There a many forms of arthritis, the most common and  prevalent are Osteo and Rheumatoid.  While Osteo is strictly in the joints, rheumatoid is an autoimmune disorder along with the joint disease.  There is another form that is very much on the top of the list of arthritis sufferers-Psoriatic.  

Psoriatic Arthritis is an inflammatory joint disease in combination with psoriasis, a chronic skin disease.  Psoriasis itself is displayed by showing up as itchy patches of skin that have a red base and a silvery scale on top.  It mainly hits the elbows, knees and scalp-but don't let that fool you!  Psoriasis can hit anywhere on the body.

Nail involvement is the only clinical feature that identifies patients with psoriasis who are most like to develop arthritis as well.  The nails become pitted, ridged and cracked and may even separate from the nail bed itself.  If the arthritis does develop it's usually within 10 years after the initial skin outbreak.  Between 5–23% of those afflicted with psoriasis will eventually develop into full blown psoriatic arthritis.

Men and women are equally likely to develop the disease.  White people are more inclined than African or Asians.  For the most part-all ages can be afflicted, but the largest incidences are between 30–55 years of age.

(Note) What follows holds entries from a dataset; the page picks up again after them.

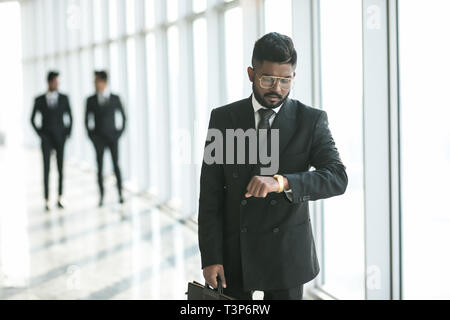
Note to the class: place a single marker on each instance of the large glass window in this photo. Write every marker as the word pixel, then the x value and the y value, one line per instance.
pixel 174 74
pixel 234 54
pixel 278 16
pixel 201 94
pixel 425 141
pixel 343 217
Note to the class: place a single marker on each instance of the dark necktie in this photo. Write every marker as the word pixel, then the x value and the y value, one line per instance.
pixel 265 115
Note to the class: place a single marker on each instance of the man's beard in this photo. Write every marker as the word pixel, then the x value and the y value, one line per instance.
pixel 264 103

Usually, as soon as a general practitioner or dermatologist suspects a patient having this form of arthritis, they send them to a rheumatologist-a special in the field of arthritis and related inflammatory diseases.  Finding one that is able to work together with the patient to control the pain,  and skin outbreaks is essential to successful treatment.

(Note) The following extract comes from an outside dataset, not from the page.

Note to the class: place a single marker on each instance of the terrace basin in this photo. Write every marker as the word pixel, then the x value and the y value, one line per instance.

There are many forms of treatment, depending on whether the rheumatologist decides if the patient has a mild, moderate or severe case.  If it is mild and joint problems aren't prevalent, the treatment is to keep the skin moisturized with creams, mild moisturizing soaps, humidifying the home, using bath oils and products with coal tar (if the doctor recommends their use).  For more pronounced lesions, moisturizing creams with steroids may be prescribed, as well as other topical medications that may contain salicylic acids and retinoids.

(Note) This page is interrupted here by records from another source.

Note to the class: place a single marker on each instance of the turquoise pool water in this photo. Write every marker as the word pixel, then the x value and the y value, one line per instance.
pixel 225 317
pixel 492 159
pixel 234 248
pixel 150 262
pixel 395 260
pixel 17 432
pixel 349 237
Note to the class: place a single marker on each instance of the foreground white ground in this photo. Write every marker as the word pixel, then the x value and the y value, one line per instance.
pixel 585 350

Many treatments will include sitting in the sun for a little while each day, but certainly not long enough to get sunburn.  PUVA treatment, a prescribed light therapy in which you apply psoralen (a medication) to the skin and then sit in ultraviolet A light.  Ultraviolet B light therapy, where you sit in front of an Ultraviolet B light box.

There are also a host of oral medications ranging from anti-inflammatories, steroids and disease modifying drugs-such as methotraxate and planquenil for those who have already begun to suffer from joint pain and swelling.  Many times these drugs are used in combinations, if the patient doesn't respond to single doses.

In more severe cases, tumor necrosis factor inhibitors-such as self-injected  drugs like Enbrel improve both joint pain and skin flares will be used.

As with other forms of arthritis, exercise will improve stiffness and pain.  Resting and getting an adequate amount of sleep will decrease fatigue and make the inflammation easier to live with.  Heat and cold treatments have been known to give relief as well.

The most important factor for patients with psoriatic arthritis is to get diagnosed, find the right doctor, decide and then implement the plan of action to get them back into living the full and productive life they want to lead.